Ma alla fine è stata una campagna trionfale, anche grazie all’aiuto dello stesso amico italo-americano, che però si sminuisce: «Da privato ho sviluppato una campagna social per Donald, che ha prodotto 12 milioni di seguaci. Penso che questo, forse, gli abbia potuto dare una mano».
Lombardi, peraltro, dimostra di conoscere anche la situazione politica italiana molto da vicino: «I cinque stelle hanno lavorato molto con internet, non con i social che invece Salvini ha dimostrato di saper utilizzare molto meglio di loro. Per il resto, Pd e Forza Italia sono abbastanza indietro in questo momento, mentre Fratelli d’Italia un po’ meglio, ma ancora troppo lontano».
Ospite di Radioriskiozero, George Lombardi non si sottrae neanche alla querelle del momento, i dazi imposti da Trump nei confronti della Cina, dimostrando di conoscerne dinamiche e presupposti molto meglio di navigati economisti e giornalisti inviati in America: «Trump è per i dazi zero – afferma perentorio – ci dovrebbe essere maggiore liberalizzazione dei mercati, ovunque, in tutto il mondo, negli States, in Europa, in Cina e in Canada, senza protezionismo.

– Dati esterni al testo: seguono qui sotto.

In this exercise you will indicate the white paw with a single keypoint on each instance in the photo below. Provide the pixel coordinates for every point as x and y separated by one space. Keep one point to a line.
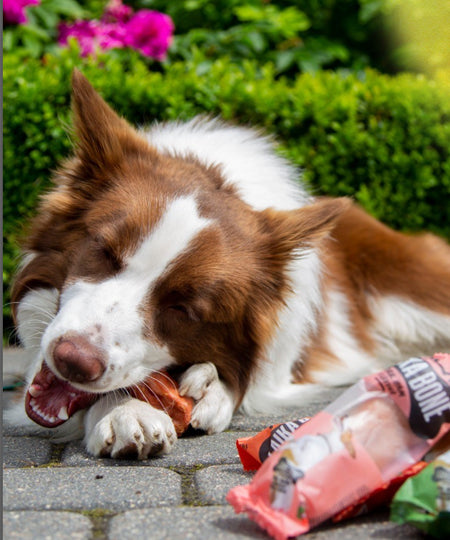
131 428
214 402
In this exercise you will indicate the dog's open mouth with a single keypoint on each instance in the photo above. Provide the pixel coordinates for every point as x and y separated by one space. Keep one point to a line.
51 401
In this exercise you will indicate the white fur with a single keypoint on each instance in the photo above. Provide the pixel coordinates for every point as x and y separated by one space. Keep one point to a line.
353 362
108 312
114 425
404 329
34 313
247 160
272 386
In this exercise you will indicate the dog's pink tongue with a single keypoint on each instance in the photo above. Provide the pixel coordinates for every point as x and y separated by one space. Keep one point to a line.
50 401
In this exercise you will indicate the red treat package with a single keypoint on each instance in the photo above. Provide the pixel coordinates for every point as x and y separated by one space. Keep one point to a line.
370 434
381 496
256 449
161 391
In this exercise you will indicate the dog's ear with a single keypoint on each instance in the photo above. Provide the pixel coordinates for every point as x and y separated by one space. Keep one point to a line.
103 137
290 230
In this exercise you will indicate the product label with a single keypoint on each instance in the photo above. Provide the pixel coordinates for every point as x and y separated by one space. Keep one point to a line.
278 436
429 394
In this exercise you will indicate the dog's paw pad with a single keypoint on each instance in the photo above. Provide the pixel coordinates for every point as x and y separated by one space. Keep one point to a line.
214 402
197 379
132 430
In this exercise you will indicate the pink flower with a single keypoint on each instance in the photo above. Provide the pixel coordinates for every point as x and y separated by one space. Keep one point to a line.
115 11
85 32
149 32
14 10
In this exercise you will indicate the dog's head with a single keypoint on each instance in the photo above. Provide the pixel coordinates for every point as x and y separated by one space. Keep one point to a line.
156 259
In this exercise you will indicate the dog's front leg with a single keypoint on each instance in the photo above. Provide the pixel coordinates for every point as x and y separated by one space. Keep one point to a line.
215 403
127 427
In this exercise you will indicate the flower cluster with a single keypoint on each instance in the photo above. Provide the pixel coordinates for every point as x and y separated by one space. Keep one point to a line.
148 32
14 10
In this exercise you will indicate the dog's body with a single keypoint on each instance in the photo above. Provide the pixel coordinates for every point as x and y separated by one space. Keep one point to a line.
193 245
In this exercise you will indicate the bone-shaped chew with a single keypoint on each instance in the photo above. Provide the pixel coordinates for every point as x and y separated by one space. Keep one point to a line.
161 391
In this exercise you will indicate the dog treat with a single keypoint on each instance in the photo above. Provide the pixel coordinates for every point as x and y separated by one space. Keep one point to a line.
50 401
253 451
376 429
256 449
161 391
424 500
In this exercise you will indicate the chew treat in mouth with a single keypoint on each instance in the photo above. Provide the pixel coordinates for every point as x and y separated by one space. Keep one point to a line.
369 435
50 401
161 391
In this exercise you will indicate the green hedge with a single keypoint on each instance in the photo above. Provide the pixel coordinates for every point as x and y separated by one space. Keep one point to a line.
383 140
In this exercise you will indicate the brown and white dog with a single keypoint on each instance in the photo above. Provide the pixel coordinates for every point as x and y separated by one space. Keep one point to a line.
194 245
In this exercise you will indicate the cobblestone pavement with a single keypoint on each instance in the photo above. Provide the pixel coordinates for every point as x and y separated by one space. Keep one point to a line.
57 491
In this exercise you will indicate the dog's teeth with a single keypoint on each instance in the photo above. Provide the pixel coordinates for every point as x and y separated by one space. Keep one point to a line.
35 390
62 415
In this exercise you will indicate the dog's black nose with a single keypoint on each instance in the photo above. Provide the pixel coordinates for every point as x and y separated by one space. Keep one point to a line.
78 360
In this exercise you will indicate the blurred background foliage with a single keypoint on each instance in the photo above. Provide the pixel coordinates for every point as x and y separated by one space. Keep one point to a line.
356 91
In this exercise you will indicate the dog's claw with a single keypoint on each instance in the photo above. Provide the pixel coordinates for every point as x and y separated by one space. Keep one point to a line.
215 404
131 429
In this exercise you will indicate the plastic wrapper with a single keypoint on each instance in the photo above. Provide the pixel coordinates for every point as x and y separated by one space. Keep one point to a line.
424 500
370 434
256 449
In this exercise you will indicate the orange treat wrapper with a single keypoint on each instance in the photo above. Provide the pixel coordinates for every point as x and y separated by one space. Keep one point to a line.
161 391
375 430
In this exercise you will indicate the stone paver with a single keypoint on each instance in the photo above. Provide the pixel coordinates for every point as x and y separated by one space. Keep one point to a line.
25 451
31 525
72 488
188 451
213 483
214 522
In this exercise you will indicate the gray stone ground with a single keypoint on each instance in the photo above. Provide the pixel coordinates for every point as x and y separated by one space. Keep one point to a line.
56 491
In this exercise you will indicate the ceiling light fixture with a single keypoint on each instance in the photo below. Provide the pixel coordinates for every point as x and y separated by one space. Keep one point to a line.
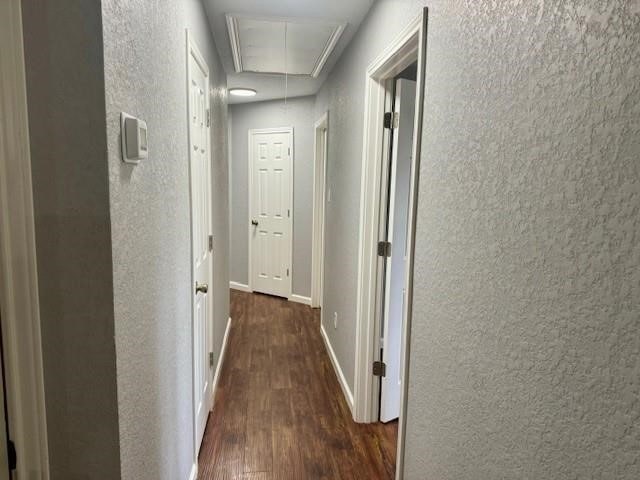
242 92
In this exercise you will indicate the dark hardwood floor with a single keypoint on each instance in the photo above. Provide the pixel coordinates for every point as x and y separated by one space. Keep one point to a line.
279 412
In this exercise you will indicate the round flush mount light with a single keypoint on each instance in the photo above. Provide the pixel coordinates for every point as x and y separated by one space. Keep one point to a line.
242 92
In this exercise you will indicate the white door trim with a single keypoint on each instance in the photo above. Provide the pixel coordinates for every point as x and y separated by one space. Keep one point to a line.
320 145
259 131
19 298
408 46
193 51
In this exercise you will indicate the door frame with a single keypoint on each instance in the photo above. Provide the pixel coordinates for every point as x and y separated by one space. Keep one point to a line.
193 50
408 46
320 141
19 297
262 131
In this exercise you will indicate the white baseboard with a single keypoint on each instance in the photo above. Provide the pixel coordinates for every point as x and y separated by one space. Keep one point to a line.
336 366
194 472
300 299
216 376
239 286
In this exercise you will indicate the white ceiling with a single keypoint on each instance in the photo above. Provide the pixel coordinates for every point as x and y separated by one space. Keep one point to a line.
271 86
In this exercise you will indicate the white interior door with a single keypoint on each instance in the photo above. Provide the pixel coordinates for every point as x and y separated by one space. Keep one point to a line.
395 291
200 170
271 193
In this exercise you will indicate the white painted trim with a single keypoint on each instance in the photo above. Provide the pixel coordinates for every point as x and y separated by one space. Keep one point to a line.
19 299
239 286
223 349
336 367
411 236
319 200
300 299
397 56
328 49
193 475
261 131
192 50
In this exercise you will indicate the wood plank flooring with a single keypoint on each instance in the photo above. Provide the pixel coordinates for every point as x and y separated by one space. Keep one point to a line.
279 412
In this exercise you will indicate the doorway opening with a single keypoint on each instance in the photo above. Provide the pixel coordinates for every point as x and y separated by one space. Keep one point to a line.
394 97
395 226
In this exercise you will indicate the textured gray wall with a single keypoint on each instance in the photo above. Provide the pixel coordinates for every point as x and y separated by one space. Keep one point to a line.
145 75
65 88
299 114
525 351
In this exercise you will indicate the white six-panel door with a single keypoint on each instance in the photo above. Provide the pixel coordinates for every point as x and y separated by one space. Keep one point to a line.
395 291
200 171
270 211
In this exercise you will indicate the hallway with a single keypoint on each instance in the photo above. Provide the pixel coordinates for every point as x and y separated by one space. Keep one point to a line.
279 412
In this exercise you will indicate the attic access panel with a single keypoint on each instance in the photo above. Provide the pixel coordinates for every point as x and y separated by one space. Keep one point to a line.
259 44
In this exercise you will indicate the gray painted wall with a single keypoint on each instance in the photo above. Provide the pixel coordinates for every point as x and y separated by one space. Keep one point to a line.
65 89
299 113
145 75
525 353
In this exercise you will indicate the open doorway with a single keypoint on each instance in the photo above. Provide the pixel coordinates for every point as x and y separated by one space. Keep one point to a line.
396 225
394 97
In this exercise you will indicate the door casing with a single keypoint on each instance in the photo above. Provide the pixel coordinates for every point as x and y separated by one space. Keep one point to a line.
19 298
194 52
405 49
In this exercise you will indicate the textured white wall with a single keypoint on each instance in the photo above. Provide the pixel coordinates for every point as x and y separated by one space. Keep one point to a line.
299 114
525 354
526 345
145 75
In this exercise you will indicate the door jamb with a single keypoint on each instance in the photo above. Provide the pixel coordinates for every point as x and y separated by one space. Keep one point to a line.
321 129
19 297
409 45
258 131
192 50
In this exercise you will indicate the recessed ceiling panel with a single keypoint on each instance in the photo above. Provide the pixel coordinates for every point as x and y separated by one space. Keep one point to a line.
274 45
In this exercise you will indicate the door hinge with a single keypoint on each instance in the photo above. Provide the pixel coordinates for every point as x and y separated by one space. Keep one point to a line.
391 120
379 369
384 249
11 453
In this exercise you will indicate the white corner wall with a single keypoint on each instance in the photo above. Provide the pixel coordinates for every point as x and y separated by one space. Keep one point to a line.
525 358
297 113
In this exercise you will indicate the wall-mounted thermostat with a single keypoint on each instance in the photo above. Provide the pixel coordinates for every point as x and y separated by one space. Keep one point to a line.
134 138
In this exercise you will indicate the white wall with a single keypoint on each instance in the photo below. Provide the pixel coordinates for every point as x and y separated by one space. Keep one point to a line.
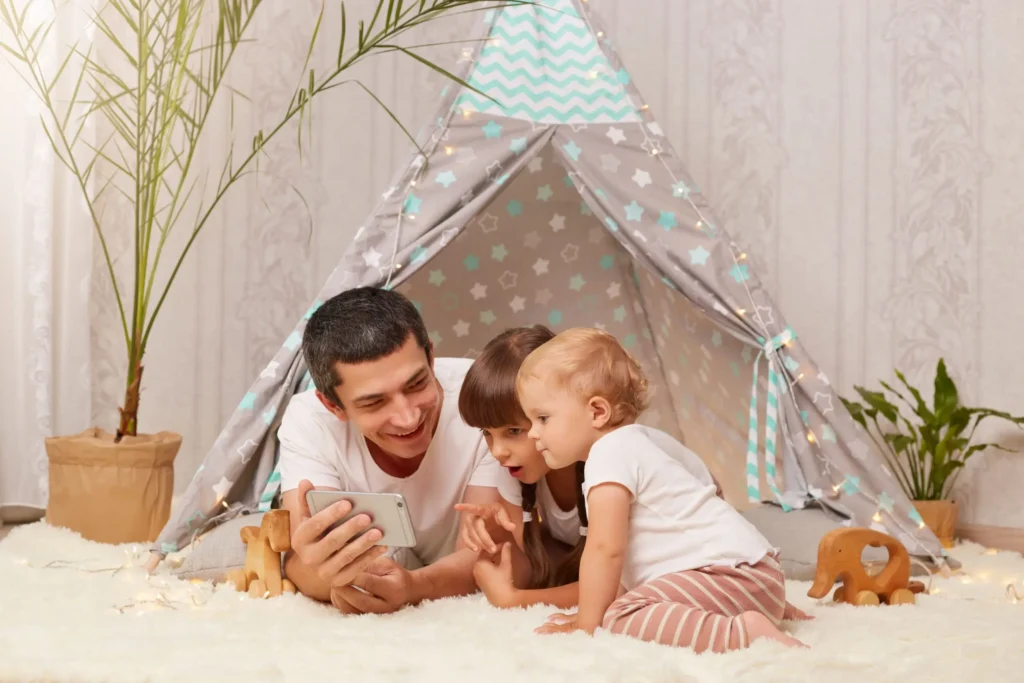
868 154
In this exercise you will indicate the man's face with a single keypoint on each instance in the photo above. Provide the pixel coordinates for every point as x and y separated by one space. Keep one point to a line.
394 401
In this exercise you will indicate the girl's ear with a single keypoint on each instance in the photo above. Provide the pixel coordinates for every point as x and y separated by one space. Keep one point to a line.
600 412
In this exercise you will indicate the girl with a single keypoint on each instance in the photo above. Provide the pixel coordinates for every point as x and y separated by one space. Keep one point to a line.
540 503
694 571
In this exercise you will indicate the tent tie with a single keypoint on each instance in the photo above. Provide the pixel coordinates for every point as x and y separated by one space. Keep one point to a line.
771 412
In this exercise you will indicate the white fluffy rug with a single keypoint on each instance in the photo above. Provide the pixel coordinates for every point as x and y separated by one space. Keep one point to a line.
66 614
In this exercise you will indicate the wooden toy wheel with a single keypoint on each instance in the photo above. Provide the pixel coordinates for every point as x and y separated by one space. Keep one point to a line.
866 598
237 578
257 589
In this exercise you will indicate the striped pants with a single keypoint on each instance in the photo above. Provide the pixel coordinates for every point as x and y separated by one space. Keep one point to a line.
700 608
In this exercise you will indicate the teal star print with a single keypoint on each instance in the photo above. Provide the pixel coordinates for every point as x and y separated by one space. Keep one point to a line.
493 129
739 272
634 212
413 204
699 256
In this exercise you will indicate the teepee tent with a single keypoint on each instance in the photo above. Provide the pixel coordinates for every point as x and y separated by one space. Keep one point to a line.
555 198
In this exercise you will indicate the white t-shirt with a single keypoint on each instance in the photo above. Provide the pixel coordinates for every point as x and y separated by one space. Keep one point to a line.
328 452
561 525
676 520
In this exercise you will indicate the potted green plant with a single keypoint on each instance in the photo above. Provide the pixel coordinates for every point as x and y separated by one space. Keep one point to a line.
150 79
926 452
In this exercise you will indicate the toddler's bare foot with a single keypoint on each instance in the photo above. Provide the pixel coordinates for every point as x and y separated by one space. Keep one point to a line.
759 626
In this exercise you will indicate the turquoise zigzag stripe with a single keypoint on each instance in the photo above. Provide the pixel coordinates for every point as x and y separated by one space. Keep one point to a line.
554 30
537 114
521 41
562 97
506 70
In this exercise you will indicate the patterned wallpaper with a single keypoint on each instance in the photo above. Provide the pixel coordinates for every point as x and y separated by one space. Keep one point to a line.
867 155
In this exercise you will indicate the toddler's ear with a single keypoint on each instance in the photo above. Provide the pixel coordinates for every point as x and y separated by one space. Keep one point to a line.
600 412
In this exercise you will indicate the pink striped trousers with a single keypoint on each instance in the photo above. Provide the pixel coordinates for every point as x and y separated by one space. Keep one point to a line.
700 608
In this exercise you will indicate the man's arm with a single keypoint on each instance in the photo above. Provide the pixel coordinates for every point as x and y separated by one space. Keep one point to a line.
453 574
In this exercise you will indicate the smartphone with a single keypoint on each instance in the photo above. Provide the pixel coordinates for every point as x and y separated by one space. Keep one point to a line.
388 512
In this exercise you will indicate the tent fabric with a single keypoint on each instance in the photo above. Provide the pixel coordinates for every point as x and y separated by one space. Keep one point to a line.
563 203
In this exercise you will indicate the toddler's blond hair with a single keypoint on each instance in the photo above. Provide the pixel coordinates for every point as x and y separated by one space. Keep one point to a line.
591 363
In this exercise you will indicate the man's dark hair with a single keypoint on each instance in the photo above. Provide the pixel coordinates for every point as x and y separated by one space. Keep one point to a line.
356 326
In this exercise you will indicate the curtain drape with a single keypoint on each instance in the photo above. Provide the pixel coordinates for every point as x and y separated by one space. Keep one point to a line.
45 266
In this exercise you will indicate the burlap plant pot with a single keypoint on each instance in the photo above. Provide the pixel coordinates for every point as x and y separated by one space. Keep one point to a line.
941 517
112 493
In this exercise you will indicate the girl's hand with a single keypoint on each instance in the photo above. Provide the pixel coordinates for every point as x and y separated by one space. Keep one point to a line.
558 623
473 528
496 580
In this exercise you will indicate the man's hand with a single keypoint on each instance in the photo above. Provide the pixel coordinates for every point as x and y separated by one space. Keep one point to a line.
386 587
335 557
496 579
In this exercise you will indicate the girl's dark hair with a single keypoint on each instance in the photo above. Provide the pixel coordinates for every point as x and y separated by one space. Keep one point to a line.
488 400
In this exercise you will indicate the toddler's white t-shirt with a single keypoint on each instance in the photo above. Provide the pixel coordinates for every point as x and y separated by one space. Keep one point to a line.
676 520
331 454
563 525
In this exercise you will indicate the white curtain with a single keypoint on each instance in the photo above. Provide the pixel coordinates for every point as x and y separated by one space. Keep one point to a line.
45 263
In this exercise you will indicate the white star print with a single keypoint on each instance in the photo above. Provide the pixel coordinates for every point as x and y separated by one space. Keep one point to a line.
372 258
609 163
221 488
270 371
508 280
246 452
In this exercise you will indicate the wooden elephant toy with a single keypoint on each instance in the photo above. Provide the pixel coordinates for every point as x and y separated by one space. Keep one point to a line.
839 558
261 575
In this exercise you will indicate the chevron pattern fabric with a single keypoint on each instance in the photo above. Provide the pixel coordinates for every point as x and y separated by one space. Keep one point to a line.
543 63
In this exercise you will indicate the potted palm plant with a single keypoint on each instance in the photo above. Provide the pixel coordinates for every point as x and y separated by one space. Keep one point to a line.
150 79
927 451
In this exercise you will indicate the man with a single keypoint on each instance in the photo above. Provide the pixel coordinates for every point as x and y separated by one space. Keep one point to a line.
383 418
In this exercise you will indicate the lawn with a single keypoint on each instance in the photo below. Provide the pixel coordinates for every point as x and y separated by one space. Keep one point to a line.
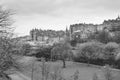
86 72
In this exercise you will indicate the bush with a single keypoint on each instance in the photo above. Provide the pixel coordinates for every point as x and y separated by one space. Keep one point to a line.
44 52
25 49
110 51
89 51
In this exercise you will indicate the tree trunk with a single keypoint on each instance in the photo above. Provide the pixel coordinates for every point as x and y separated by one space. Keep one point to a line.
64 64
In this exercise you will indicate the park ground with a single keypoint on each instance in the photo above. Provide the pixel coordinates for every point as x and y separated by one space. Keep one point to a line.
86 72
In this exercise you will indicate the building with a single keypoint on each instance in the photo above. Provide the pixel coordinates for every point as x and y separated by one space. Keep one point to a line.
82 30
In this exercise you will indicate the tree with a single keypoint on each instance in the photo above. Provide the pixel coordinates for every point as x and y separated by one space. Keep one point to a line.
62 51
25 49
6 44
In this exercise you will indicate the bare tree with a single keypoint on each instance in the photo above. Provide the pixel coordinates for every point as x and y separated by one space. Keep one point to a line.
6 44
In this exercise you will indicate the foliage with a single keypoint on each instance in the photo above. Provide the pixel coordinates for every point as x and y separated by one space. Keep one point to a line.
101 36
25 49
49 33
110 50
89 50
44 51
61 51
6 44
108 73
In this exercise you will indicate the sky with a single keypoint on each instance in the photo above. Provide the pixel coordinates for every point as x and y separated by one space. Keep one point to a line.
59 14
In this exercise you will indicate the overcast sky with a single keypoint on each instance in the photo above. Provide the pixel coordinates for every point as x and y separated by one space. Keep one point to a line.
57 14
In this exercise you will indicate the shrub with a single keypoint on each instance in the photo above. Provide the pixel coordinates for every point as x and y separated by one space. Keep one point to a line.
44 51
110 51
25 49
89 51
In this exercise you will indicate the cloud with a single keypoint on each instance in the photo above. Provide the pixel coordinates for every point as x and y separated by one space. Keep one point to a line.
62 7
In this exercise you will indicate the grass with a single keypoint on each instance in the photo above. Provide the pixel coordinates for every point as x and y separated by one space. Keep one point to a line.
85 72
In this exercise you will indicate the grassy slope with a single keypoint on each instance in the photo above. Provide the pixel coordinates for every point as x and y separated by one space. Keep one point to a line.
85 72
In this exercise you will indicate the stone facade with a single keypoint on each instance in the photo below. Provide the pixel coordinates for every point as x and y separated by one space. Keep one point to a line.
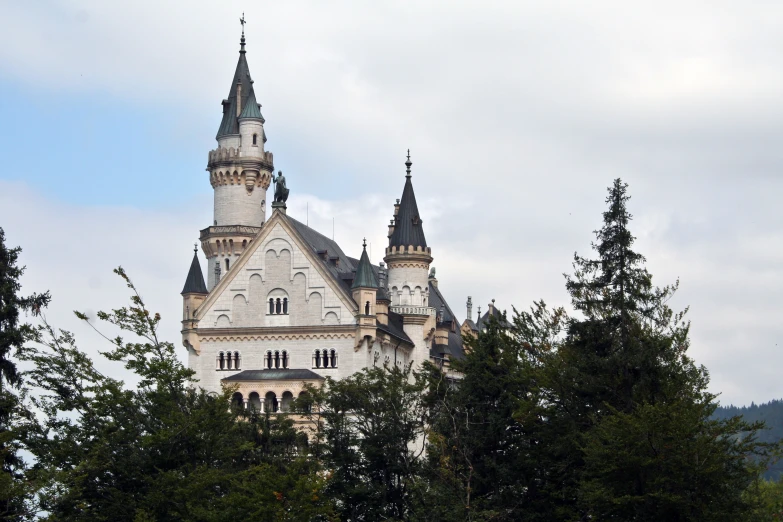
283 301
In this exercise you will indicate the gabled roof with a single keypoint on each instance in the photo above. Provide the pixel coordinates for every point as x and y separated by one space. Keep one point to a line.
194 284
455 347
365 275
407 223
230 124
251 108
277 374
395 328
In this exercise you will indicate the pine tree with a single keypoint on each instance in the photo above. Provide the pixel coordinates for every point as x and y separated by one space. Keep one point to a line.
632 406
165 450
13 337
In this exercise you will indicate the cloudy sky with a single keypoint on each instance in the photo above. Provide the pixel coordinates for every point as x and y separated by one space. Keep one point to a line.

Solo così si potrebbe avere una concorrenza leale. Ma se c’è un governo che sussidia le acciaierie del proprio paese, e magari mette dazi del 100% ai tuoi prodotti come le Harley Davidson, allora diventa concorrenza sleale». Poi un risvolto emozionale e privato, legato alla tragedia dell’11 settembre, che lo fa diventare serio, pensieroso, riflessivo, incupito nel suo salto a ritroso nel tempo: «Ero in Italia in quel periodo – ricorda – avevo il biglietto aereo per tornare negli States prenotato per il 10 settembre. Se non avessi perso il volo, il giorno dopo sarei andato come tutte le mattine a prendere il caffè al World Trade Center e sarei rimasto seppellito lì.
Ho scoperto tutto la mattina stessa, da una telefonata di mia moglie, che mi chiamò per dirmi di un aereo schiantato contro le torri gemelle. Scoprimmo dopo che non era stato un incidente, come per il piccolo aereo al Pirellone di Milano. Mi sento fortunato per questo».
E non ne fa mistero neanche se interrogato sul futuro: «Non ho paura di nulla, sono semplicemente realista. Io vedo una strada luminosa e tutta in discesa».